製造委託先を探す取引先にベトナム企業を紹介する様子。同行の現地スタッフがアテンドし通訳まで行う
海外に進出している同行の取引先は、中堅・中小企業が約4割を占め、業種別では製造業が約6割、次いで卸売業が多い。従来は北関東から大消費地の首都圏へ進出するモデルが主流だったが、近年では海外展開に目を向ける企業が増えている。飲食業や人材派遣業などのサービス業は特に多い。
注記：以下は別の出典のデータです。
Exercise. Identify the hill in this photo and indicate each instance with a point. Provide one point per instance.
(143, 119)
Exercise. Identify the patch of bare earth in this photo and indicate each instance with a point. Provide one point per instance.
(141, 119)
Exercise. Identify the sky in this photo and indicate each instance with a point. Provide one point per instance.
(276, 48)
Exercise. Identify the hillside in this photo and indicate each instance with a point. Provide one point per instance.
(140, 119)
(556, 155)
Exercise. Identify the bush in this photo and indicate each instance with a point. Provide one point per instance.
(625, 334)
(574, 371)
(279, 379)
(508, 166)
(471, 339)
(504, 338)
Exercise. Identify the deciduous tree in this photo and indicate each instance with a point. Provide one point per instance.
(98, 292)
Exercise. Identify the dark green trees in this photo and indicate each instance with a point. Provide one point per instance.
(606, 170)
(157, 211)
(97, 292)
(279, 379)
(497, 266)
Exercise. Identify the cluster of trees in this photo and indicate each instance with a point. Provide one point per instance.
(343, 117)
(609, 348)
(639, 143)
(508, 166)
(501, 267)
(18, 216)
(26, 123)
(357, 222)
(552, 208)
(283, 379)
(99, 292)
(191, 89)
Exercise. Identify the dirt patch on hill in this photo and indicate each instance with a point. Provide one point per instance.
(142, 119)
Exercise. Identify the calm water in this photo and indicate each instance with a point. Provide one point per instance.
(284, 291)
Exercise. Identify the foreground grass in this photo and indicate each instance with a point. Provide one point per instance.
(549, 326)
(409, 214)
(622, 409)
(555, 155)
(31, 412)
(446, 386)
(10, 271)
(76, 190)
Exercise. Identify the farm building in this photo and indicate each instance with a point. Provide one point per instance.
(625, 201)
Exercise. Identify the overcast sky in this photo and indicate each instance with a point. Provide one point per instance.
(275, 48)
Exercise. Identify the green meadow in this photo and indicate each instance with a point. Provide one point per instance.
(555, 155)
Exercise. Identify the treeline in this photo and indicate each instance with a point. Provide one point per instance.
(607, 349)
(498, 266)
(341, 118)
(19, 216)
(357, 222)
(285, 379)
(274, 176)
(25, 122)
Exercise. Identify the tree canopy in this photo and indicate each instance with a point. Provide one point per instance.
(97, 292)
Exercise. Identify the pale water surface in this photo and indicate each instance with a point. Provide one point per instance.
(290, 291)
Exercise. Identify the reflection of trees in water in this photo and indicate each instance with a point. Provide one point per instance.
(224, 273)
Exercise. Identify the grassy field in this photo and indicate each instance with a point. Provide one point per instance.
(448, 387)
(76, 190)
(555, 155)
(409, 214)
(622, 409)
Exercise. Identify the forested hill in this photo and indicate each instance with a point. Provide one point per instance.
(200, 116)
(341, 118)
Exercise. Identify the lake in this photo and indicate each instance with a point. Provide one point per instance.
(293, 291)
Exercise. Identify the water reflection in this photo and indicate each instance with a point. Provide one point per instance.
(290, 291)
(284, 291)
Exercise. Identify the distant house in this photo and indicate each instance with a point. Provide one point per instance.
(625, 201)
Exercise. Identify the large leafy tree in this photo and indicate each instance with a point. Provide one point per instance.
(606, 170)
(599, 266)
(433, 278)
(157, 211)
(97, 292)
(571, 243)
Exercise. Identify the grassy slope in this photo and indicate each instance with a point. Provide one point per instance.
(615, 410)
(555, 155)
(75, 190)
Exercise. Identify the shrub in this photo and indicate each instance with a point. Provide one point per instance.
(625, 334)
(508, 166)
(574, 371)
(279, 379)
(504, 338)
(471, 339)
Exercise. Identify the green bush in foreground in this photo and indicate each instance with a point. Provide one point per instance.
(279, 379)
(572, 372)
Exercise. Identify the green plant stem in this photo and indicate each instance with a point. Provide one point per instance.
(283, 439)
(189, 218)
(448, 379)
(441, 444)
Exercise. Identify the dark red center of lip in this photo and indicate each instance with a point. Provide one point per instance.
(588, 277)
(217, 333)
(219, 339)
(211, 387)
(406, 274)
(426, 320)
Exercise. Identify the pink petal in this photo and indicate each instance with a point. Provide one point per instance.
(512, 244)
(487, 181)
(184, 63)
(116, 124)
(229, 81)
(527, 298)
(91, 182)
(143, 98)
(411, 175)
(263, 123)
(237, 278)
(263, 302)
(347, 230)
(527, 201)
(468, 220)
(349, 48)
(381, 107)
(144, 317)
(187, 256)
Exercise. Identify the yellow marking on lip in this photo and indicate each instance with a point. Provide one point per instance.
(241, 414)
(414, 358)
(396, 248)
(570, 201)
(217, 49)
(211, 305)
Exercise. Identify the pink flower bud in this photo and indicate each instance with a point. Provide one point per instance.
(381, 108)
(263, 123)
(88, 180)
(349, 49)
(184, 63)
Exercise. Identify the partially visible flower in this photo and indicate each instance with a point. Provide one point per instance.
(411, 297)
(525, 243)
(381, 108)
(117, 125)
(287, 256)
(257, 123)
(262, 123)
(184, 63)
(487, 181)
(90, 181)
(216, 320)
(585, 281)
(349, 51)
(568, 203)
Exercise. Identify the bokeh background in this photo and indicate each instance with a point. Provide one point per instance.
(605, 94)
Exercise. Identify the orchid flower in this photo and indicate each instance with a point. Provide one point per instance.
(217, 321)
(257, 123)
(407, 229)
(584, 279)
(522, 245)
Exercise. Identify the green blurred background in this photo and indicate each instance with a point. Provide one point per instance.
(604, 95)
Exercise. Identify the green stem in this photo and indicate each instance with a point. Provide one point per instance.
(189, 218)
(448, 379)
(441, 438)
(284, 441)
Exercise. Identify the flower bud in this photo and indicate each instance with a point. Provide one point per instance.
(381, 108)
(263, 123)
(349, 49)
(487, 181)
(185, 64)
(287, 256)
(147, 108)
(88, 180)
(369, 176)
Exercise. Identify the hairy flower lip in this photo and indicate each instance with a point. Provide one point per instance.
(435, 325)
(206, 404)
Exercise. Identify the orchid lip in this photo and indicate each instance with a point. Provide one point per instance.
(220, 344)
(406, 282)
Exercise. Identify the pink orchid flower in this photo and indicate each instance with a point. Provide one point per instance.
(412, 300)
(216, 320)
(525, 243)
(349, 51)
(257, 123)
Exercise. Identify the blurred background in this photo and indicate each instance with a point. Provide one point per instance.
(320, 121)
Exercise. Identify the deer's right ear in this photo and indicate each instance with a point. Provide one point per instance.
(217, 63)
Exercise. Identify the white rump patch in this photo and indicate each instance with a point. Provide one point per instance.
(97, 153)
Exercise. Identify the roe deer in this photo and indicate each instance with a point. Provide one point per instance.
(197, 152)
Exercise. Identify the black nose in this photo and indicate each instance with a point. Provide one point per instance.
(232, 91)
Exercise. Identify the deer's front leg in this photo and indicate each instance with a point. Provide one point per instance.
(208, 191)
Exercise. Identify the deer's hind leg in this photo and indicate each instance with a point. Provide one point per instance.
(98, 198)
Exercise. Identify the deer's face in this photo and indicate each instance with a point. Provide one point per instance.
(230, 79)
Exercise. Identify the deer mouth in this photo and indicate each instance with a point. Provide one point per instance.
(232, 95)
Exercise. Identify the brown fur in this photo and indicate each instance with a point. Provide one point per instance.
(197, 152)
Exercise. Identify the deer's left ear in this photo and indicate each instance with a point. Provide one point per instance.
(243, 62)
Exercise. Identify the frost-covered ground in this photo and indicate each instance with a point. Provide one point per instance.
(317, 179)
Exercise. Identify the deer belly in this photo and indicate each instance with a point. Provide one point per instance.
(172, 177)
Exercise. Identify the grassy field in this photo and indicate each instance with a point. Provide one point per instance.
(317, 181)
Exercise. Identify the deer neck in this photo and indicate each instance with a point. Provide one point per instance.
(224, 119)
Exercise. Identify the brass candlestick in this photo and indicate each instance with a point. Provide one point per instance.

具体的な支援内容は、資金調達や貿易取引の資金決済から、海外情報の提供、マーケティング支援、現地法人の設立、仕入れ先の販路開拓、事業計画の策定まで、海外進出に必要な一連のサポートを提供する。
同行の海外進出支援業務で重要な役割を果たすのが外為オフィサーであり、全員が海外駐在経験を持ち、直接取引先の海外支援に携わってきた専門行員だ。茨城県内外の営業地盤を4つのエリアに分けてそれぞれ分担して配置されており、海外進出を検討する顧客に迅速に対応できる体制を整えている。
「海外進出を検討する顧客に専門行員が素早く対応することで、地域密着型の金融機関としてのコンサルティング機能を実現しています」
また、JBICとの連携では、ブラジルでの自動車関連会社の事業拡大を協調融資で支援した実績もある。
「グループ全体でも南米に拠点を持たないなか、JBICのリオデジャネイロ駐在員事務所を通じて適切な支援を受けられ、顧客にも安心してもらえました。当行だけでは支援が行き届かない地域でも、JBICとの連携によって顧客の進出ニーズに応えられるため、非常に有効です」
北関東から首都圏、アジアから世界へ。グローバルに地歩を築いていく。